LGBTIQ children and young people experience higher rates of substance misuse and selfharm, and are at higher risk of family disruption, homelessness and education disengagement. They also experience poorer physical and mental health outcomes. This is not inherent to their sexuality or gender diversity, but stems from family, community or structural responses to LGBTIQ young people.

We must respond holistically, both at a community level and within Youth Justice.

The government is committed to creating a fairer Victoria. Led by the first Minister for Equality in Victoria and supported by Victoria’s first Gender and Sexuality Commissioner, the government is supporting every LGBTIQ person in Victoria. At a community level, this includes removing the stigma of old criminal convictions for homosexual activity, allowing couples to adopt regardless of sex or gender identity, establishing Victoria’s first pride centre and making birth certificates fairer for trans and gender diverse Victorians.
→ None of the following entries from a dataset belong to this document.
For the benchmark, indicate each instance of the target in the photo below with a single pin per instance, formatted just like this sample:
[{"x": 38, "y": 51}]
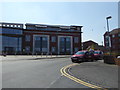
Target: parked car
[
  {"x": 81, "y": 56},
  {"x": 98, "y": 55}
]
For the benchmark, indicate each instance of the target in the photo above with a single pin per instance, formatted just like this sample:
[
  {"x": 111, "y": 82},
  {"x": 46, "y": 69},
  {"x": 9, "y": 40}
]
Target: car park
[{"x": 83, "y": 55}]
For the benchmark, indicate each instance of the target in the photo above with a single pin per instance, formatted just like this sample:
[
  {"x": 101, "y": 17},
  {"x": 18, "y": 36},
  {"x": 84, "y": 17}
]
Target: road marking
[{"x": 63, "y": 72}]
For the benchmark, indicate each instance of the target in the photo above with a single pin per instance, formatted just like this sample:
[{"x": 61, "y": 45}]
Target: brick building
[
  {"x": 11, "y": 38},
  {"x": 93, "y": 44},
  {"x": 55, "y": 39},
  {"x": 114, "y": 41},
  {"x": 39, "y": 38}
]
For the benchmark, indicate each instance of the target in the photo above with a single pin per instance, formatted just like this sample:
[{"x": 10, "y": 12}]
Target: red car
[
  {"x": 98, "y": 55},
  {"x": 81, "y": 56}
]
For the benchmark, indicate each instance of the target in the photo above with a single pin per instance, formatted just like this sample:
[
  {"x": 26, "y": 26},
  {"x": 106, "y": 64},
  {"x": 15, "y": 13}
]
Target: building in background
[
  {"x": 114, "y": 40},
  {"x": 55, "y": 39},
  {"x": 11, "y": 38},
  {"x": 93, "y": 45}
]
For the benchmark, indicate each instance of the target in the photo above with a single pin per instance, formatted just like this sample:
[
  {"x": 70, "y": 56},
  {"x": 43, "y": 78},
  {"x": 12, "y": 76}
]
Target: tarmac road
[{"x": 43, "y": 73}]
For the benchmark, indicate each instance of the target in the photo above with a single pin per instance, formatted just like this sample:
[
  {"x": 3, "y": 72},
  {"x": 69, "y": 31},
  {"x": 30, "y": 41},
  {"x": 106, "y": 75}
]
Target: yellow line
[{"x": 63, "y": 72}]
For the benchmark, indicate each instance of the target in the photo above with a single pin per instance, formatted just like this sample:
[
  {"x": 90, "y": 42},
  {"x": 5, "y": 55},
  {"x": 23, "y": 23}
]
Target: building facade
[
  {"x": 93, "y": 45},
  {"x": 11, "y": 38},
  {"x": 39, "y": 39},
  {"x": 51, "y": 39},
  {"x": 112, "y": 40}
]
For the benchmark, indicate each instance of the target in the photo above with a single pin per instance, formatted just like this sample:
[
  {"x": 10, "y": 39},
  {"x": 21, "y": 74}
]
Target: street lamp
[
  {"x": 109, "y": 42},
  {"x": 107, "y": 22}
]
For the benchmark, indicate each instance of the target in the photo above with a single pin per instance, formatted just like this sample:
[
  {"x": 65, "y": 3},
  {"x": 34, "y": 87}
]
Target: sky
[{"x": 90, "y": 15}]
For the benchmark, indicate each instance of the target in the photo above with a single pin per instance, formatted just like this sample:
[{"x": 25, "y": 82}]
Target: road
[{"x": 43, "y": 73}]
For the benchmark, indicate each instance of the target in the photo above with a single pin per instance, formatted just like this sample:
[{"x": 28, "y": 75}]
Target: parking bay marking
[{"x": 63, "y": 72}]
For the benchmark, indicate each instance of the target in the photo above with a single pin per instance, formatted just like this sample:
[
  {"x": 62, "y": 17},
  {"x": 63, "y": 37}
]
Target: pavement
[{"x": 97, "y": 73}]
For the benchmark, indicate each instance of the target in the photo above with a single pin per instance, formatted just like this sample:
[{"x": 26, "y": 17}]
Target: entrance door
[
  {"x": 65, "y": 45},
  {"x": 41, "y": 44}
]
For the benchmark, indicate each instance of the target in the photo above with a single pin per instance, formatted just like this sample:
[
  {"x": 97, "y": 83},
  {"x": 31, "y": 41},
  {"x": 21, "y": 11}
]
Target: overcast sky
[{"x": 90, "y": 15}]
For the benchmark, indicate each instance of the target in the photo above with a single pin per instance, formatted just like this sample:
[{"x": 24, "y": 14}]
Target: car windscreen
[
  {"x": 79, "y": 53},
  {"x": 98, "y": 52}
]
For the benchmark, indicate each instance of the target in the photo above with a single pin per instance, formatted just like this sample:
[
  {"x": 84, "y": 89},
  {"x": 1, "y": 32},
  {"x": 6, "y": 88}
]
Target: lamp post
[{"x": 109, "y": 42}]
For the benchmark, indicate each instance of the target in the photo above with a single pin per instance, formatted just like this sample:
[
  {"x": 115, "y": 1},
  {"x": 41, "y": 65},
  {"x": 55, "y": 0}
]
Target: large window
[
  {"x": 11, "y": 31},
  {"x": 76, "y": 39},
  {"x": 65, "y": 45},
  {"x": 11, "y": 44},
  {"x": 27, "y": 37},
  {"x": 41, "y": 44},
  {"x": 53, "y": 39},
  {"x": 53, "y": 49}
]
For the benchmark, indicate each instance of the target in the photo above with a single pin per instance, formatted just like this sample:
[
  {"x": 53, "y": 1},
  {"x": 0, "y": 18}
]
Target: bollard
[{"x": 51, "y": 54}]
Within Youth Justice, we work with young people during a time of significant physical, emotional and psychological development. Gender and sexual identity are normal parts of child and adolescent development. Young people who identify as sexually or gender diverse may have unique health, mental health and support needs. There is a need for Youth Justice to ensure that all diverse young people and staff feel comfortable, safe and appropriately supported.

In the custodial environment, LGBTIQ young people may have particular medical or accommodation considerations that need to be met. Creating a youth justice system that understands, responds to and celebrates LGBTIQ young people is an important step to improving outcomes for young people and LGBTIQ staff.


Reducing reoffending and promoting community safety by supporting children and young people to turn their lives around

  • Review our custodial policies and procedures to reflect the needs of LGBTIQ young people. As part of this, our staff will be trained and supported to work inclusively with LGBTIQ young people, including through a practice framework that responds to this cohort of young people.
  • Work with custodial health and support services to ensure that the needs of LGBTIQ young people are recognised and accommodated, including the specific health and mental health needs of this group.

Strengthening partnerships with children and young people, families and all services and professionals who support rehabilitation

  • Work with Parkville College to embed the Safe Schools program into their curriculum.
  • Collaborate with experts and stakeholders on the LGBTIQ Justice Working Group to ensure that our practice and any emerging issues are informed by relevant knowledge holders.

Investing in a skilled, safe and stable Youth Justice system, and safe systems of work

  • Develop and embed LGBTIQ awareness and inclusive practice in our workforce learning and development program, including as part of the new custodial operating philosophy, and new practice framework for custodial staff.